The filter equations are straightforward. Tuning them to a real system is not. R is typically the easier matrix: sensor datasheets specify noise density, and you can estimate it empirically from stationary data. Q is harder because it represents unmodeled dynamics, which by definition you do not know in advance.

A Q that is too small causes the filter to trust its model too much. When the true system deviates from the model (an aircraft maneuvers, a robot slips on a wet floor), the filter adapts slowly and the estimates lag reality while the covariance P stays deceptively small. This is filter divergence, the most common failure mode in real deployments.

A Q that is too large produces noisy estimates that never smooth; the filter behaves like a first-order low-pass filter rather than a model-based estimator.

The principled diagnostic is the Normalized Innovation Squared (NIS): the statistic y_k^T * S_k^{-1} * y_k should follow a chi-squared distribution with dim_z degrees of freedom. If the sample average is consistently larger than expected, your Q or R is too small; if smaller, you are overestimating noise. This is a real-time tuning signal that many production systems never implement, though it is clearly described in Yaakov Bar-Shalom’s tracking textbook and in Roger Labbe’s free Jupyter book on Kalman and Bayesian filters.

The Connection to Modern Sequence Models

The Kalman filter’s state-space structure has become newly relevant in the context of deep sequence modeling. The filter is fundamentally a linear dynamical system: a hidden state evolves through matrix multiplication, and observations are linear projections of that state. The S4 architecture (Gu et al., 2021) draws directly on this formulation to build sequence models with long-range dependencies by parameterizing a structured state-space model with learnable matrices. The Mamba architecture (2023) extends this with selective state spaces where the transition and projection matrices are input-dependent, making them essentially learned Kalman-like filters that adapt their gain based on the content of each token.

KalmanNet (Revach et al., 2022, IEEE Transactions on Signal Processing) is a more direct synthesis: it replaces the analytically computed Kalman gain with an RNN that learns the gain from data, handling model mismatch that the classical filter cannot tolerate. The underlying predict-update structure stays the same; the gain computation becomes learned. The result is a system that degrades gracefully when the physics model is only approximately correct, which covers most real-world deployments.

The classical filter and these learned variants are solving the same estimation problem from different starting points. The classical filter has a precise prior and requires no data, but struggles with mismatch. The learned variants adapt but require training data and lose the interpretability that makes the classical filter easy to debug. For systems where you have good physics models (navigation, radar tracking, structural monitoring), the classical filter remains the better starting point, and the NIS diagnostic tells you when you have tuned it correctly.
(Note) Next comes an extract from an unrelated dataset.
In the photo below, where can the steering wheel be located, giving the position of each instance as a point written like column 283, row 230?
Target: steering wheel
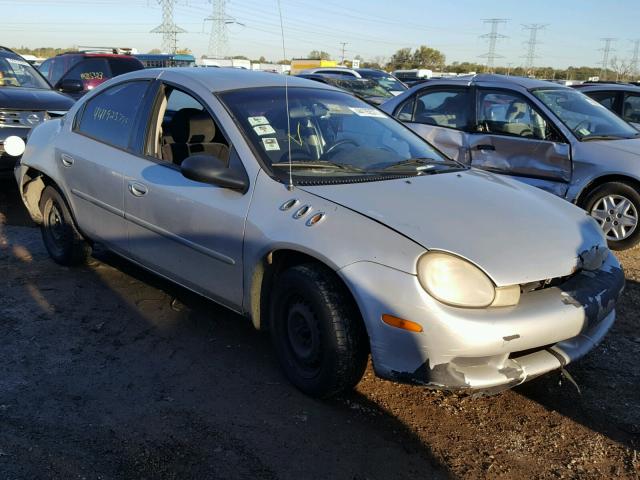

The radar example that opens kalmanfilter.net is not just pedagogically convenient. It is a direct ancestor of every GPS receiver, autonomous vehicle object tracker, and spacecraft navigation system built since 1960, and its predict-update structure is now showing up inside the sequence models that underpin large language models. That arc from a noisy radar blip to the architecture of modern transformers is not obvious from a single tutorial, but it is there.